While TB-fighting antibiotics have existed for decades—and they cure 90 percent of the patients who receive them—the current treatment regimen for the disease is not adequate, according to Dowd. Patients must take multiple drugs daily for nearly a year, often under the direct supervision of a health care provider. “That means one thing in the United States, but it means a totally different thing in the middle of Cambodia or Indonesia where you can't get access to a health care provider every single day,” Dowd said. No new drug has been approved for TB since the 1970s, forcing patients to rely on a heavy dose of antiquated medications that cause side effects from flu-like symptoms to painful hives and rashes. “Suffice it to say, the drugs we currently use for TB are old and are wanting in a lot of areas,” Dowd said.
These same anti-TB medicines are also rapidly becoming ineffective against increasingly virulent drug-resistant strains of the disease. Two particularly bad forms of TB have emerged in the last few years—multidrug-resistant tuberculosis (MDR-TB), which does not respond to the two most important anti-TB drugs, and extensively drug-resistant TB (XDR-TB), which does not respond to those two drugs plus a panel of other anti-TB drugs, often leaving patients without treatment options. Nearly half a million people developed some form of drug-resistant TB in 2015.

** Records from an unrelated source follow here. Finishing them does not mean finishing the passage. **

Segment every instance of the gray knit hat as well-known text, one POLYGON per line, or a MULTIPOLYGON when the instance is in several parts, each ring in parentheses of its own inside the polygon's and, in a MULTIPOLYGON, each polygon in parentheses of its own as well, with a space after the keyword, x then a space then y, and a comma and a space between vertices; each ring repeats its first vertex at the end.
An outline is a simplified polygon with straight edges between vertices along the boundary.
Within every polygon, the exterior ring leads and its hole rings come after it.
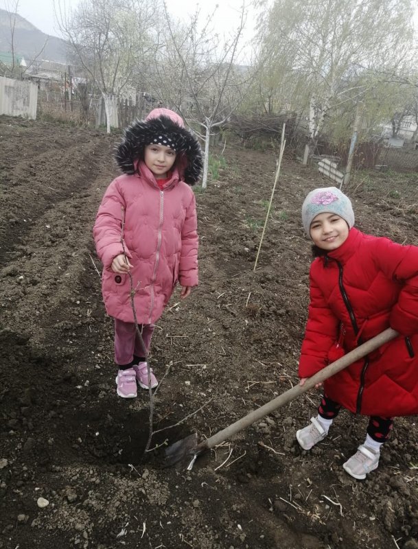
POLYGON ((325 187, 315 189, 307 195, 302 206, 302 223, 307 235, 310 233, 311 223, 318 213, 329 212, 336 213, 345 221, 349 228, 354 224, 354 212, 348 196, 336 187, 325 187))

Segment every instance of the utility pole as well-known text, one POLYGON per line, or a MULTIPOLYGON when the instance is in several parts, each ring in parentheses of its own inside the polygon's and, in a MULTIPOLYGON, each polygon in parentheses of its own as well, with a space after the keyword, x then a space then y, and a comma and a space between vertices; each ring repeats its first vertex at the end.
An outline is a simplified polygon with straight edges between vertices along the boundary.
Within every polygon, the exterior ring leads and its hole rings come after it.
POLYGON ((363 104, 361 102, 359 102, 357 104, 357 108, 356 110, 356 118, 354 119, 354 127, 353 128, 353 136, 351 137, 351 143, 350 143, 350 150, 349 151, 349 156, 348 160, 347 162, 347 167, 345 169, 345 175, 344 176, 344 180, 341 182, 340 185, 340 189, 342 187, 342 184, 344 183, 344 186, 348 185, 350 180, 350 177, 351 175, 351 167, 353 165, 353 161, 354 160, 354 152, 356 150, 356 143, 357 143, 357 138, 358 137, 358 131, 360 129, 360 125, 362 121, 362 110, 363 110, 363 104))

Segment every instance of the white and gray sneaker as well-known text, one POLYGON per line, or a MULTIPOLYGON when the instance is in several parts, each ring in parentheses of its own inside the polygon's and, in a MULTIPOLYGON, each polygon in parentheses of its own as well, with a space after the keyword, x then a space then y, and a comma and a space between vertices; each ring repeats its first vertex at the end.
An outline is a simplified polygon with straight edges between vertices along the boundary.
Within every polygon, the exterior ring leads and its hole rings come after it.
POLYGON ((361 444, 356 454, 342 464, 342 467, 353 478, 363 480, 369 473, 378 468, 380 456, 380 452, 361 444))
POLYGON ((304 450, 310 450, 318 442, 323 441, 327 433, 316 417, 311 417, 311 425, 296 432, 296 438, 304 450))

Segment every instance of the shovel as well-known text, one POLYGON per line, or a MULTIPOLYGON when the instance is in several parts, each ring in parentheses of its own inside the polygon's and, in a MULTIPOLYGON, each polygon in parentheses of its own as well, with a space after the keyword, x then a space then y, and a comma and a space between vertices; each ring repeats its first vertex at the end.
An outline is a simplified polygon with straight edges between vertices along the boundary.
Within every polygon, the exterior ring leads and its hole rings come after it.
POLYGON ((325 366, 314 375, 312 375, 312 377, 309 377, 303 386, 298 384, 291 389, 276 397, 275 399, 267 402, 261 408, 251 412, 247 415, 242 417, 241 419, 238 419, 234 423, 231 423, 228 427, 222 429, 222 431, 219 431, 209 439, 207 439, 198 444, 196 433, 175 442, 165 450, 163 457, 164 467, 171 467, 175 463, 181 461, 185 463, 189 463, 187 470, 190 471, 198 456, 214 447, 218 444, 220 444, 220 443, 245 429, 251 423, 261 419, 273 410, 280 408, 280 406, 283 406, 283 404, 287 404, 288 402, 314 387, 316 384, 327 379, 328 377, 334 375, 338 372, 347 368, 347 366, 353 364, 353 362, 359 360, 366 355, 375 351, 383 345, 384 343, 394 339, 397 336, 399 336, 397 331, 391 328, 388 328, 379 335, 353 349, 353 351, 350 351, 349 353, 344 355, 341 358, 338 358, 338 360, 325 366))

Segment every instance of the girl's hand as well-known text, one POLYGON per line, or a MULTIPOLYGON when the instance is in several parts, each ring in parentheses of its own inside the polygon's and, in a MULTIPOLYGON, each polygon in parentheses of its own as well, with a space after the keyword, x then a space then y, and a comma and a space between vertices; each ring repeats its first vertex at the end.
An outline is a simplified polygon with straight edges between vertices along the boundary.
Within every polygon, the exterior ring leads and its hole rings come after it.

Pepin is participating in research that targets an enzyme known as DXR, which drives chemical reactions within both malaria and tuberculosis cells. DXR is critical for the survival of TB cells. Pepin is part of a team searching for a compound that inhibits DXR, essentially blocking the enzyme’s function inside the TB cell. Since the enzyme doesn’t appear in people, “shutting down” DXR would theoretically cause no harm to human physiology.
Similar DXR-inhibiting experiments have shown some success in battling malaria. But TB presents more daunting challenges. TB cells sport a thick outer-coating that is difficult for drugs to penetrate. Also TB cells have proteins known as efflux pumps, which expel the drugs before they can do their job. “TB is a very evolved pathogen; it’s much, much harder to kill than malaria,” Dowd said. “Normal drugs like penicillin just don’t work against TB.”
Pepin’s contribution—synthesizing a particular molecule that will play an integral role in the team’s DXR-inhibiting research—has led to long nights in the lab and more than a few false starts. “It’s incredibly frustrating when you start down a path with a compound that looks promising and suddenly it degrades on you and you have to go back to the starting line,” she said. “I’m learning that, in the lab, things don’t always work out on the first or the second or the third try.”
Pepin, who will attend GW’s School of Medicine and Health Sciences after graduation, joined Dowd’s team in 2015 after working as a research assistant for Assistant Professor of Biology Mollie Manier. She balances her work in Dowd’s lab with a volunteer research project on prostate cancer at the George Washington Hospital Radiation Oncology Department.
“Science is like a sanctuary for me,” she said. “It’s a way to get my head out of the noise and chaos that can be swirling around sometimes and focus on a detailed, complex task. That may not sound like fun to a lot of people, but it’s rewarding to me.”